«Le conseil doit se pencher là-dessus», a indiqué le maire Louis Dandenault à propos de 29 dispositions réglementaires en suspend en lien avec les règlements 254 et 256.

Sutton: pas de décision sur les 29 référendums

La Ville de Sutton n'a pas encore décidé si elle tiendra des référendums pour faire approuver les 29 modifications réglementaires en suspend liées à ses règlements de zonage et de lotissement.

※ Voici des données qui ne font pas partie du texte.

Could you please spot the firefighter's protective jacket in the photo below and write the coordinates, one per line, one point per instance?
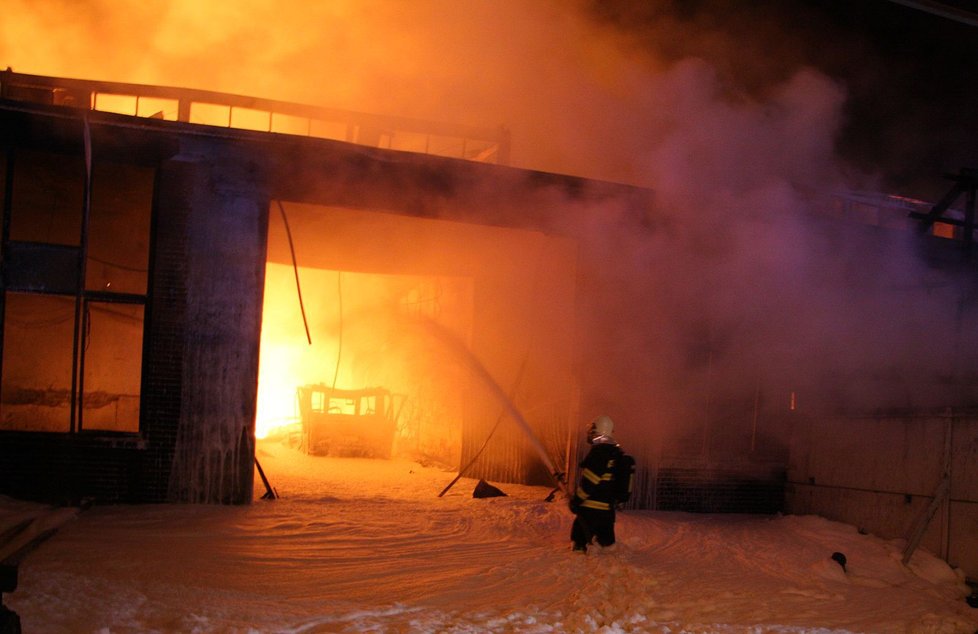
(595, 490)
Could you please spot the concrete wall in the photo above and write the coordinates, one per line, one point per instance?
(881, 474)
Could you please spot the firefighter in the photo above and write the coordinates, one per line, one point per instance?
(593, 504)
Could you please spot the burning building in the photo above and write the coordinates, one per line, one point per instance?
(185, 271)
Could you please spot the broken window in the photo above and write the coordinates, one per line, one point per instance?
(74, 291)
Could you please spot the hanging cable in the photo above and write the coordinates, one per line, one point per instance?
(295, 268)
(339, 336)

Des 45 registres tenus le 19 février 2016 dans la foulée du dépôt des règlements 254 (zonage) et
256 (lotissement), 29 ont recueilli assez de signatures de résidants des secteurs concernés pour exiger la tenue de plébiscites pour être approuvés. Les 16 autres n'ont pas atteint le nombre minimal de signatures. Les dispositions concernées ont depuis été adoptées par le conseil.
Le juge François Tôth, de la Cour supérieure, avait ordonné à la Ville de geler le processus d'adoption des 29 modifications le temps qu'il tranche sur le fond dans la cause opposant le Regroupement pour un développement durable à Sutton et la municipalité. Le groupe de 24 citoyens contestait le processus utilisé par la Ville pour modifier plusieurs dispositions des deux règlements. Le magistrat a conclu le 5 janvier que la Ville était dans son droit d'opérer de la sorte.
Le conseil municipal peut choisir de tenir 29 référendums, de retirer les 29 modifications ou d'en retirer certaines et d'organiser des plébiscites pour celles qu'il veut maintenir. « Le conseil doit se pencher là-dessus », a noté le maire Louis Dandenault. « On veut d'abord digérer le jugement. Ce n'est pas parce qu'il est sorti qu'on va se précipiter pour prendre une décision. On va les regarder un par un et voir ce qu'on va faire. »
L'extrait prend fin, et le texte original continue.